Though some of the Thursday and Friday events were scheduled before dusk, it was too few to make the fair feasible on those nights. “You can’t start at 4 and end at 6,” said Andy Harding, who serves on the Fair’s Board of Directors.
Harding thought spectators, “can’t call it a fair, because there are no animals,” but did note that the food court still did well.
Captain Bonney’s had a booth at the fair, but also volunteered to run an ice cream eating contest. Participants formed a little arena to watch 14 contestants in two categories (youth and teen/adult) down a pint of ice cream, some eating so fast they ripped the pint.
The winner of the older age group got $100, with gift certificates or t-shirts for the kids that participated.

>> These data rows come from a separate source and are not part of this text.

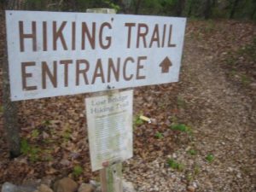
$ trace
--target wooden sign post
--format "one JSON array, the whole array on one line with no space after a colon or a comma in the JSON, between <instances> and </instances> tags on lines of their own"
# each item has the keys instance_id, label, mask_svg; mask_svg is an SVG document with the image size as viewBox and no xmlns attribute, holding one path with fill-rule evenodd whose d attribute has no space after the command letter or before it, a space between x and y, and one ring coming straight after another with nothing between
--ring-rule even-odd
<instances>
[{"instance_id":1,"label":"wooden sign post","mask_svg":"<svg viewBox=\"0 0 256 192\"><path fill-rule=\"evenodd\" d=\"M88 9L87 13L99 14L116 14L113 9ZM108 94L119 92L116 90L108 90ZM94 96L100 96L102 93L95 93ZM100 170L102 192L123 192L122 184L122 162L114 162L108 165L106 162L104 168Z\"/></svg>"}]
</instances>

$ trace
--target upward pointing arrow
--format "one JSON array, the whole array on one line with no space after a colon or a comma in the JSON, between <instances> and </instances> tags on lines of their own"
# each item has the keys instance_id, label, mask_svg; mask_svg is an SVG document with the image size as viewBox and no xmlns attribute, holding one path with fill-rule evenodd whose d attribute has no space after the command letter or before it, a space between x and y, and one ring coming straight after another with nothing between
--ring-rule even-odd
<instances>
[{"instance_id":1,"label":"upward pointing arrow","mask_svg":"<svg viewBox=\"0 0 256 192\"><path fill-rule=\"evenodd\" d=\"M168 56L166 56L159 66L162 68L162 73L169 73L169 69L172 66L172 63L169 60Z\"/></svg>"}]
</instances>

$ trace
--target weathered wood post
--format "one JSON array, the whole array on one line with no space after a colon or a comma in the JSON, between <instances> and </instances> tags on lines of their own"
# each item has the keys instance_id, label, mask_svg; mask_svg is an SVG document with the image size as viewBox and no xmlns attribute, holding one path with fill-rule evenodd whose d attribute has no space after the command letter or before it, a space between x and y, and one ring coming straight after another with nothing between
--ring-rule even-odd
<instances>
[{"instance_id":1,"label":"weathered wood post","mask_svg":"<svg viewBox=\"0 0 256 192\"><path fill-rule=\"evenodd\" d=\"M87 13L116 14L113 9L88 9ZM106 93L111 95L119 90L109 90ZM104 92L96 93L95 96L104 95ZM123 192L122 185L122 163L106 162L103 169L100 171L102 192Z\"/></svg>"},{"instance_id":2,"label":"weathered wood post","mask_svg":"<svg viewBox=\"0 0 256 192\"><path fill-rule=\"evenodd\" d=\"M18 1L11 0L6 3L5 9L15 9ZM5 44L5 55L3 62L3 123L6 139L9 144L11 158L20 154L20 129L18 126L17 102L10 101L9 66L7 60L7 44Z\"/></svg>"}]
</instances>

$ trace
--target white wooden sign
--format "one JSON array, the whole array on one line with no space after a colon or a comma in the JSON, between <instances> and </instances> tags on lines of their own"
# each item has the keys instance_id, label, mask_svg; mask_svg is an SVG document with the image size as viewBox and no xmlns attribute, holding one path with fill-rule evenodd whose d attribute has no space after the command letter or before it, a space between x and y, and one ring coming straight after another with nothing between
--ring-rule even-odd
<instances>
[{"instance_id":1,"label":"white wooden sign","mask_svg":"<svg viewBox=\"0 0 256 192\"><path fill-rule=\"evenodd\" d=\"M177 82L186 19L6 11L12 101Z\"/></svg>"},{"instance_id":2,"label":"white wooden sign","mask_svg":"<svg viewBox=\"0 0 256 192\"><path fill-rule=\"evenodd\" d=\"M132 97L126 90L85 99L92 171L132 157Z\"/></svg>"}]
</instances>

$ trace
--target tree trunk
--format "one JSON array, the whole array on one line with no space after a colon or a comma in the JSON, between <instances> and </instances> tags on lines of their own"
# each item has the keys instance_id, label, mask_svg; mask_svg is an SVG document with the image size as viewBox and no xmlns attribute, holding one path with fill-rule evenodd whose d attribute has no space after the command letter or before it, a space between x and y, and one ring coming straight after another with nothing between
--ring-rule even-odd
<instances>
[{"instance_id":1,"label":"tree trunk","mask_svg":"<svg viewBox=\"0 0 256 192\"><path fill-rule=\"evenodd\" d=\"M256 14L256 2L254 2L254 6L253 6L253 10L252 12L252 15L251 15L251 20L253 20L254 19L254 15Z\"/></svg>"},{"instance_id":2,"label":"tree trunk","mask_svg":"<svg viewBox=\"0 0 256 192\"><path fill-rule=\"evenodd\" d=\"M176 15L177 16L181 16L183 14L183 10L184 8L184 4L185 4L185 0L179 0L177 1L177 9L176 9Z\"/></svg>"},{"instance_id":3,"label":"tree trunk","mask_svg":"<svg viewBox=\"0 0 256 192\"><path fill-rule=\"evenodd\" d=\"M189 1L189 5L188 15L187 15L188 17L191 16L191 14L192 14L192 11L193 11L193 3L194 3L194 1L190 0Z\"/></svg>"},{"instance_id":4,"label":"tree trunk","mask_svg":"<svg viewBox=\"0 0 256 192\"><path fill-rule=\"evenodd\" d=\"M135 15L138 14L138 11L139 11L140 7L141 7L141 3L142 3L142 0L135 1L135 11L134 11Z\"/></svg>"},{"instance_id":5,"label":"tree trunk","mask_svg":"<svg viewBox=\"0 0 256 192\"><path fill-rule=\"evenodd\" d=\"M15 9L17 0L9 0L6 9ZM11 158L20 154L20 138L17 119L17 103L10 101L9 67L7 61L7 44L5 44L5 55L3 63L3 123L7 142Z\"/></svg>"},{"instance_id":6,"label":"tree trunk","mask_svg":"<svg viewBox=\"0 0 256 192\"><path fill-rule=\"evenodd\" d=\"M206 20L208 20L211 16L211 9L212 9L211 6L212 6L211 0L207 0L205 13L204 13L204 16Z\"/></svg>"},{"instance_id":7,"label":"tree trunk","mask_svg":"<svg viewBox=\"0 0 256 192\"><path fill-rule=\"evenodd\" d=\"M237 8L238 3L239 3L239 0L235 0L234 1L233 6L232 6L232 9L231 9L231 12L230 12L230 19L233 19L234 18L234 15L235 15L236 9Z\"/></svg>"}]
</instances>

For community organizations, the event was a chance for outreach. The Rochester Historical Society showed fairgoers a map that one of their members had recently put together showing the location of the 11 schools that existed in Rochester in 1903.
The Historical Society and Rochester Land Trust jointly hosted a photography contest, picking the winners at 1 p.m. In the youth category Ariana Lachance, 17, won for her photo of a larger horse jumping over a smaller one to avoid a collision. The adult competition yielded a tie between Travers Charron’s photo of East Over Farm and Amanda Colwell’s photo of a songbird in Lionburger Woods.
Rochester Affordable Housing, Inc was at the fair to let people know who they were, and their mission (to create more affordable housing for seniors). They also wanted to poll people about their experience with housing. The new nonprofit is accepting land and monetary donations, and considering a wide variety of options for those donations. They have discussed accepting land and partnering with Habitat for Humanity to build on it.
Norene Hartley said that the group’s beginning reminded her of her efforts to start the Rochester Land Trust, since both were unfocused at first. But a conference she recently attended offers new hope for farmhouses, or “the same kind of architecture that would have been built forever ago, giving creative landlords the chance to split them into as many as six or seven units.
The fair also offered a variety of entertainment for kids. Two face painters offered their services, with unicorns winning out as the most popular request for both Kool Kats, which offered glittery temporary art, and another vendor who offered colorful half-face or full-face designs. Skulls were popular for boys at Kool Kats, though the artist noted both genders went for the glitter.
After working “second shift” to help park cars, Rochester Boy Scout Chris Topulos took some time to jump on a small trampoline while rigged into a bungee cord harness that enabled jumpers to go extra high.
“I’m now a kangaroo,” he said at one point, also exclaiming that “I can see the whole fair from here!”